Restored and de-restored: killing off Garrick in John Philip Kemble's King Lear

Title: Restored and de-restored: killing off Garrick in John Philip Kemble's King Lear
Author: Krajník, Filip
Source document: Theatralia. 2021, vol. 24, iss. 1, pp. 92-100
Extent
92-100
  • ISSN
    1803-845X (print)
    2336-4548 (online)
Type: Article
Language
 

Notice: These citations are automatically created and might not follow citation rules properly.

Abstract(s)
Nahum Tate's Restoration version of King Lear (1680 or 1681) managed to replace Shakespeare's original on English stages for more than a century and a half.
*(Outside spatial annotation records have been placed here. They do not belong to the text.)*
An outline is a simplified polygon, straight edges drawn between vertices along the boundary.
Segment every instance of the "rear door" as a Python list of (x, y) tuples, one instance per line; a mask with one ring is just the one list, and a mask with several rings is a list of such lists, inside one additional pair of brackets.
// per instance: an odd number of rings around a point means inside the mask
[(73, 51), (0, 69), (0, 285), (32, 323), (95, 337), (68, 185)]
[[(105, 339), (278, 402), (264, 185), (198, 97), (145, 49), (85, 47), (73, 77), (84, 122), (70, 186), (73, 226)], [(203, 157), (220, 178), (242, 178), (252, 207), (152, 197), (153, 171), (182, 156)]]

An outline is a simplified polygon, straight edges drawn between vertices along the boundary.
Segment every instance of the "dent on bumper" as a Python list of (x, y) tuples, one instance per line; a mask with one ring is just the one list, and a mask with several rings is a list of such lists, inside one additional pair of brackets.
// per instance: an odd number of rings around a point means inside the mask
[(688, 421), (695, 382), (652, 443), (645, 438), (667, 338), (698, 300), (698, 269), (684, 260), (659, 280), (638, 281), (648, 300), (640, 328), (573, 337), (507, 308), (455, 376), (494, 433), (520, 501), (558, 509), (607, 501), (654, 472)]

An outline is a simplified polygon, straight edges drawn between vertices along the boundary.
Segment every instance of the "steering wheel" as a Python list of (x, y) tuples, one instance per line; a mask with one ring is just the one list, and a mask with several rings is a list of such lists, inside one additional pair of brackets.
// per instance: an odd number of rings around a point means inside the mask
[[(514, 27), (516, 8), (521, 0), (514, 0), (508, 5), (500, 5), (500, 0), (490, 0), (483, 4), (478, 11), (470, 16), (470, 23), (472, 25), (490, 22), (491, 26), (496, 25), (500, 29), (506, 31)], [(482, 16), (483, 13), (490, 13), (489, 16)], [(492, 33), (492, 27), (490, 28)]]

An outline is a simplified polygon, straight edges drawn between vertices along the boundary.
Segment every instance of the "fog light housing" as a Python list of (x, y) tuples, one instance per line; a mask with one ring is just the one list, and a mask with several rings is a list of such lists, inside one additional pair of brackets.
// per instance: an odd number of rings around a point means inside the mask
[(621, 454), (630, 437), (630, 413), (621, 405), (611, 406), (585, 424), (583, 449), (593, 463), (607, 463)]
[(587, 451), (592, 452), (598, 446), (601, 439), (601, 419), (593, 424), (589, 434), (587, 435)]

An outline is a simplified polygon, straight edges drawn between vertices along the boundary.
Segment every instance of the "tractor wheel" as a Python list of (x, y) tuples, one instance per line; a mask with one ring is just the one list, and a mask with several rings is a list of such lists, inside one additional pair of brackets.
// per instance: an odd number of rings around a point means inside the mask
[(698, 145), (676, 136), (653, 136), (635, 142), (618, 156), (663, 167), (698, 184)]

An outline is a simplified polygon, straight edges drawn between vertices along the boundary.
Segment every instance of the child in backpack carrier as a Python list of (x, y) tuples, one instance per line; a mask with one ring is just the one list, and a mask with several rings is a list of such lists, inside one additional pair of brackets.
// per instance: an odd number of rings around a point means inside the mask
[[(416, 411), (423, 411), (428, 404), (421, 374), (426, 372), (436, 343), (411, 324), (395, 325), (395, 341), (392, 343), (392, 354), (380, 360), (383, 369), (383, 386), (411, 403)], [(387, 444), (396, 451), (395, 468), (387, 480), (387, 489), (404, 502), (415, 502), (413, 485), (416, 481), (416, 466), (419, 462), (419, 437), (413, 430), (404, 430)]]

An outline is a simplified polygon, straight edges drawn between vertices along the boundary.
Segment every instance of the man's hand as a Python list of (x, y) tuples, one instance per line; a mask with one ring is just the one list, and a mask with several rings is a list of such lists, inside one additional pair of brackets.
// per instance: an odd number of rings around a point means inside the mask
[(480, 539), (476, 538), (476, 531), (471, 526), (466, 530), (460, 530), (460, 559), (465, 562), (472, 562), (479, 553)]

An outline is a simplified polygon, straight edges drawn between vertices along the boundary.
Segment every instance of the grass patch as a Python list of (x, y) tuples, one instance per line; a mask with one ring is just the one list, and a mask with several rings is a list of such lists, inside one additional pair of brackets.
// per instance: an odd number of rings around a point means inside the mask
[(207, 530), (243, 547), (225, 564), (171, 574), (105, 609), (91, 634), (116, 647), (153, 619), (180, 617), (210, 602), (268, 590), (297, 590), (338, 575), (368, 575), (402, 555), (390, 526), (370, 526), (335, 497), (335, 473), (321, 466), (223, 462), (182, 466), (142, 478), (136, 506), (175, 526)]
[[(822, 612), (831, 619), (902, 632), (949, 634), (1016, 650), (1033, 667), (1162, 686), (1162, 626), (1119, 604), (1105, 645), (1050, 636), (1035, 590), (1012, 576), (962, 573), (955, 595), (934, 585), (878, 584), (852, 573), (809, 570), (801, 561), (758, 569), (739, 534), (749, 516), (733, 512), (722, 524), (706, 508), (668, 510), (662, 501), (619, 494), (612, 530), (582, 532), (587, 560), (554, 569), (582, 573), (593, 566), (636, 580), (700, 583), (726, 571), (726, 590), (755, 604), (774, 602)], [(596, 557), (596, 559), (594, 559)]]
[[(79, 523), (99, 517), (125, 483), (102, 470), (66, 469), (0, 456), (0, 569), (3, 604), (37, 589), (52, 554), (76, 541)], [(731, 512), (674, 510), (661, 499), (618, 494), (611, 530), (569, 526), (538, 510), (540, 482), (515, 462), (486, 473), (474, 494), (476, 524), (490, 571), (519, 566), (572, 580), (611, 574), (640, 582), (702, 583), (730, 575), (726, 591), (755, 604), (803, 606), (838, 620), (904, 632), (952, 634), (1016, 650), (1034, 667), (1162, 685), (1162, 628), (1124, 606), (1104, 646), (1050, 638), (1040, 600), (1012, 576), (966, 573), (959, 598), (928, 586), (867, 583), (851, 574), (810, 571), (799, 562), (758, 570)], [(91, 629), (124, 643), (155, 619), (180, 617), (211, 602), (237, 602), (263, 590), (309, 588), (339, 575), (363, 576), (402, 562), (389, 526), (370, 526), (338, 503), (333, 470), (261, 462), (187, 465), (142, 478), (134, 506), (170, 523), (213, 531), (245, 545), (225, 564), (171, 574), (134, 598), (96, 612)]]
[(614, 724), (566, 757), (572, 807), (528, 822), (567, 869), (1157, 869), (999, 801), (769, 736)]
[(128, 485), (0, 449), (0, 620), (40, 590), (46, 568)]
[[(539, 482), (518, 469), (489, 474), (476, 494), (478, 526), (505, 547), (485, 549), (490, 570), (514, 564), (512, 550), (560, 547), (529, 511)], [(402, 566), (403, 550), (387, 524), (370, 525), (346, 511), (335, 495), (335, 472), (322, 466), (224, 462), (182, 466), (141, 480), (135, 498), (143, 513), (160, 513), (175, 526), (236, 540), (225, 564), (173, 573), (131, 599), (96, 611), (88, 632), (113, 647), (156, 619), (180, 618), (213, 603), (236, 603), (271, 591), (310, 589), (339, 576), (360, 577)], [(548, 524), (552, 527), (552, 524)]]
While the efforts of David Garrick and George Colman to reinstate Shakespeare's plot and language in English theatres in the latter half of the eighteenth century have been acknowledged, little has been said in this respect about the late eighteenth-century actor and theatre manager John Philip Kemble and his version of the play that premiered in 1792. The present article will try to propose the possible motivation of Kemble's step to discard Garrick's popular alteration and will also argue that the decision to erase Garrick's restorations and recur essentially to Tate's outmoded version of the play at the end of the eighteenth century was probably one of the factors that helped to restore Shakespeare's original in English theatres when King Lear was revived in the 1820s after a decade-long hiatus.